Berlinale Days #02

Berlino è così poco glamour che questo poco di glamour che la Berlinale porta con sé, se lo vive in modo un po’ strano. Altro cho folle oceaniche. Solo le serate di gala si avvicinano vagamente ai grandi Red Carpet. Di giorno, i grandi divi internazionali sono circondati solo da qualche capannello di fan; per il resto, quando ti si siedono accanto in sala, nessuno se li fila.
Come durante la prima proiezione del mattino, quando un impassibile Willem Dafoe si siede a due poltrone da me a guardare Gloria, il bel film cileno nato dall’entourage di Pablo Larrain (già vincitore del Torino Film Festival e regista del recente, ottimo “NO”, qui in veste di produttore) e per mano del regista Sebastián Lelio, la storia di una donna divorziata con due figli oramai grandi, prossima ai 60, che cerca e trova compagnia nei locali da ballo fino a una relazione che sembra più seria delle altre ma poi naufraga davanti alle menzogne dell’uomo. E sulle note finali di Umberto Tozzi, la protagonista Paulina García, oramai definita la Meryl Streep del Sud America, brinda e celebra la sua ritrovata dignità tra gli applausi scroscianti del pubblico in sala.
Molto meno convincente il film canadese di Denis Côté, Vic + Flo ont vu un ours, la storia di una donna (Pierrette Robitaille, famosa attrice televisiva canadese, qui in un insolito ruolo drammatico) che esce di prigione dopo un crimine non meglio specificato, che cerca di rifarsi una vita nella campagna del Québec; ma anche una storia di vendetta, sempre per motivi non meglio specificati, nei confronti della di lei compagna (una travolgente Romane Bohringer), per mano di una donna che emerge dal passato per rovinare loro la vita non senza una certa crudeltà. “E cosa le avrà mai fatto per farla arrabbiare così tanto?”, chiedo al regista, ma lui nicchia, raccontandomi della scelta di vedere finalmente in faccia un cattivo anziché continuare, come sembra fare tutto il cinema moderno, a incolpare Malattia, Morte, Disoccupazione, Povertà di tutte le nostre disgrazie. E se su questo possiamo concordare, personalmente preferisco mi raccontino cosa è successo e perché il cattivo è cattivo. Alla Tarantino, per intenderci.
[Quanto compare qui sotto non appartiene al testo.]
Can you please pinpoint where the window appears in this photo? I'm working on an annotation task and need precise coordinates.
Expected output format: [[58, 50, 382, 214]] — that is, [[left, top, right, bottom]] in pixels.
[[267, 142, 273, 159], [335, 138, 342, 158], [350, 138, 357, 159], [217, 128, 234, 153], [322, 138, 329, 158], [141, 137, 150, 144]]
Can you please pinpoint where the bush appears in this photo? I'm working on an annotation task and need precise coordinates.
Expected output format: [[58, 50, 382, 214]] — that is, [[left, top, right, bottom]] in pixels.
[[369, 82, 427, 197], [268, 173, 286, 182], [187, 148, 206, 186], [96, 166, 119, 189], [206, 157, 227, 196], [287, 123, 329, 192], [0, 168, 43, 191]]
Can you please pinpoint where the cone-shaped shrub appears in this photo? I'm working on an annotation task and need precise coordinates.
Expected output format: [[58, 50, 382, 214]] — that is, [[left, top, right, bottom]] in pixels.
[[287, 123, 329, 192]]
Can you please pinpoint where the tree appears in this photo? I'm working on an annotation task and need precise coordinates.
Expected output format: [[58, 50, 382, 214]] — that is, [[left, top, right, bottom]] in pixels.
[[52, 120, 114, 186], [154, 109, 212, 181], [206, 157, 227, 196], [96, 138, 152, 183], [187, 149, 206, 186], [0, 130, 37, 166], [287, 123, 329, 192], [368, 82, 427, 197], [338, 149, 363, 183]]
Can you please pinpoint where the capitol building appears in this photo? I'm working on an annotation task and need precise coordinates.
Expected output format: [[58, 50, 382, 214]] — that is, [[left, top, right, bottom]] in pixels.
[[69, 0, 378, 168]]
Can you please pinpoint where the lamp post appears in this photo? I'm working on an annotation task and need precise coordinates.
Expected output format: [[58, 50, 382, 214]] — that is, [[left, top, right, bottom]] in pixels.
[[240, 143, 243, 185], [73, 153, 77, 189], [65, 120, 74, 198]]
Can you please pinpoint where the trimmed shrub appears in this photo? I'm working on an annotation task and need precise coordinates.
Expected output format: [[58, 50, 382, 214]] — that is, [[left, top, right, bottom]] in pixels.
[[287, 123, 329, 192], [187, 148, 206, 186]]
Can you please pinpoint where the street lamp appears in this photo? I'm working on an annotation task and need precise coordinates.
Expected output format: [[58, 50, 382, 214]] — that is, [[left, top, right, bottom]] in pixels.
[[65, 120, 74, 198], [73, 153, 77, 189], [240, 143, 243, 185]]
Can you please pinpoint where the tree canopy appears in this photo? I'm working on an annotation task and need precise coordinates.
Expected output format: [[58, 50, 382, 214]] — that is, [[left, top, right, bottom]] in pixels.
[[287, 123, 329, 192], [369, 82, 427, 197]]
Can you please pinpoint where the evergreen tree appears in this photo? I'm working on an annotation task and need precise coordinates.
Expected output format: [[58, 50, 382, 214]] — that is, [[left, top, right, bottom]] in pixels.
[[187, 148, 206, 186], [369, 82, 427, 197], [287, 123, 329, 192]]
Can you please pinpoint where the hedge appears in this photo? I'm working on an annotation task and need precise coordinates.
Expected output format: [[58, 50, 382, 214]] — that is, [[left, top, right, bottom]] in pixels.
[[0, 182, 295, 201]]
Ma di sceneggiature con finali troppo aperti, in questo film festival, sembrano essercene parecchie.
Uno dei pochi film che davvero non presenta difetti, nella costruzione narrativa, è il delizioso Tanta Agua, opera prima delle uruguayane Ana Guevara Pose e Leticia Jorge Romero, con produzione messicana, la storia di una settimana di vacanza di un padre divorziato con i due figli, un ragazzino di 11 anni e una ragazza di 14 in bilico tra infanzia e età adulta. Il film, vagamente autobiografico per loro stessa ammissione, è dedicato ai padri delle due registe. Tra la sfortuna della pioggia e le difficoltà di una relazione fra i tre, diverse anche per l’infelice fase che sta attraversando la figlia con i suoi cambiamenti, gli equilibri sono raccontati in punta di piedi, ma con grande realismo e ironia. E per ora, evviva il cinema sudamericano.